Bepolar : Vous donnez la parole à Paul, l’homme violent. Est-ce que c’était facile de se mettre dans ce personnage et pas trop déstabilisant de raconter sa vision des choses ?
Benedicte Soymier : Je suis infirmière – j’écoute et je soigne. Mon quotidien est fait de nuances face à l’âme humaine. Paul est le mélange de plusieurs personnes, de plusieurs situations, que j’ai pu rencontrer ou entendre. Je n’ai jamais été vraiment déstabilisée parce que c’est la vraie vie - celle que je côtoie sans filtre.
Bepolar : Comment êtes vous parvenu à le mettre à distance en tant qu’autrice pour écrire ses mots à lui ?
Benedicte Soymier : Je ne suis pas parvenue à rester à distance. Quand j’écrivais, j’étais complètement dans la tête de Paul ou dans celle d’Angélique. Je ressentais leurs douleurs. J’y ai mis mes tripes.
Bepolar : Il a une part de lui qui sait que ce n’est pas bien ce qu’il est en
train de faire, mais il ne peut s’en empêcher. On peut lui accorder une certaine lucidité non ?
Benedicte Soymier : Il est pleinement lucide. Il sait que ce n’est pas bien. Il sait qu’il devient ce qu’il ne veut pas devenir. Mais, il le fait quand même. Il est totalement responsable de ses actes. Et j’insiste sur ce point .
Bepolar : C’est votre premier roman. Il vient de sortir. Quel regard portez-vous sur cette expérience ?
Benedicte Soymier : C’est à la fois très angoissant et très riche.
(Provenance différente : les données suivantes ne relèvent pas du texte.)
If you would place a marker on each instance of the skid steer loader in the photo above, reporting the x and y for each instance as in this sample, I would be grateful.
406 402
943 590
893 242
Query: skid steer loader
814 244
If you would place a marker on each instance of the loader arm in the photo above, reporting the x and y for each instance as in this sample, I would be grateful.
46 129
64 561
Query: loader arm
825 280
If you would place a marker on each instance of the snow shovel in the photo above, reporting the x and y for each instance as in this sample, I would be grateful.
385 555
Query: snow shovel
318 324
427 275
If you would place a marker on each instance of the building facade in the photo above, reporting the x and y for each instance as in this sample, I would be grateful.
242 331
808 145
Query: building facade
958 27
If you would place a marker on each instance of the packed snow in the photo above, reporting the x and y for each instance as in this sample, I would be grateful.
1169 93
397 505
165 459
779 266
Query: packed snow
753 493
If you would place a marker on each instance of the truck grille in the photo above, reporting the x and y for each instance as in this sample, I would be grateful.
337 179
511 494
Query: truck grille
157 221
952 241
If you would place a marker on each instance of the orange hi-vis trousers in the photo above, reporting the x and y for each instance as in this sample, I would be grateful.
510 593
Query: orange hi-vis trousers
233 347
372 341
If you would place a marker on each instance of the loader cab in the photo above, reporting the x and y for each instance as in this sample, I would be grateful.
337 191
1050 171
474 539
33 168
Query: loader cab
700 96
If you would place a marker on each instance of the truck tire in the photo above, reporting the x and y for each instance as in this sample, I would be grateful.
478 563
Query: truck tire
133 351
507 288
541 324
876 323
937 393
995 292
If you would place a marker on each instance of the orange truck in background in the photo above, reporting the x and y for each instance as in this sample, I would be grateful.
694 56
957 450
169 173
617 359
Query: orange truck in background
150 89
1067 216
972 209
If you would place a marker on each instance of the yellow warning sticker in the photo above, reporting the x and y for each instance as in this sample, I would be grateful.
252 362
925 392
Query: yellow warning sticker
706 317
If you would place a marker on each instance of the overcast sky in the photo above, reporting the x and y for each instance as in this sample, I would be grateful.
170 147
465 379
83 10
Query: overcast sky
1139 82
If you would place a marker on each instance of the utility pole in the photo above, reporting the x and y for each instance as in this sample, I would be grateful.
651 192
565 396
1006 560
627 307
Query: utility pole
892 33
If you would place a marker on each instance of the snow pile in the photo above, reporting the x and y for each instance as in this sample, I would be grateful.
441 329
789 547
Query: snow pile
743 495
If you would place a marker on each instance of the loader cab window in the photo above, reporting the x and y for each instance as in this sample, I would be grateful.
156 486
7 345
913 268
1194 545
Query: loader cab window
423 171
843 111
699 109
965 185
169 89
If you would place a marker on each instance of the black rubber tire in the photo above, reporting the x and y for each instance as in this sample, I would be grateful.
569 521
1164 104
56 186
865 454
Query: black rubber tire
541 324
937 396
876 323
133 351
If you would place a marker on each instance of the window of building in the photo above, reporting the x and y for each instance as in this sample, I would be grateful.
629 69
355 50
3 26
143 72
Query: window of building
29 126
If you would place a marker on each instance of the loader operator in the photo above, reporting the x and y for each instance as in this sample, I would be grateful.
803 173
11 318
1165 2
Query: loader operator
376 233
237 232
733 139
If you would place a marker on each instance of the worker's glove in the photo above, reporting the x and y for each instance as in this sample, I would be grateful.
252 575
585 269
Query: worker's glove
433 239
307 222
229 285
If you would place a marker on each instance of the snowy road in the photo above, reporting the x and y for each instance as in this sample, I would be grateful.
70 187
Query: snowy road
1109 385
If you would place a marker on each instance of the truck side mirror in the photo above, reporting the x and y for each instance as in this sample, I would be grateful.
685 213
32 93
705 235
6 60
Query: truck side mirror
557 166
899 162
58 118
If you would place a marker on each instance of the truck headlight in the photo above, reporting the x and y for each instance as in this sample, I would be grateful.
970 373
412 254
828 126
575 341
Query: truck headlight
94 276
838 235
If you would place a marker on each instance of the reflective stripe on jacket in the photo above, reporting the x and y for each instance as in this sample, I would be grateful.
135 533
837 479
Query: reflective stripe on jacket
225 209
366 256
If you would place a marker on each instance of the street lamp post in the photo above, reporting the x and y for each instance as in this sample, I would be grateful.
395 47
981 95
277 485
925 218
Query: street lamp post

J’avais très peur de l’accueil de ce roman qui me tenait très à cœur. Avoir les retours positifs et enthousiastes de nombreux lecteurs me comble. Je me dis « waouhhh, tu fais passer un texte si ancré dans le réel, c’est formidable ! » Je suis à la fois fière et stressée. C’est une expérience indescriptible tant elle est intense. Et j’ai envie de dire « merci » tout le temps !
Bepolar : Quels sont vos projets ? Sur quoi travaillez-vous ?
Benedicte Soymier : J’ai commencé un second roman. Néanmoins, même si le sujet est bien ordonné dans ma tête, je n’avance qu’à très petits pas. J’espère arriver à poser les mots.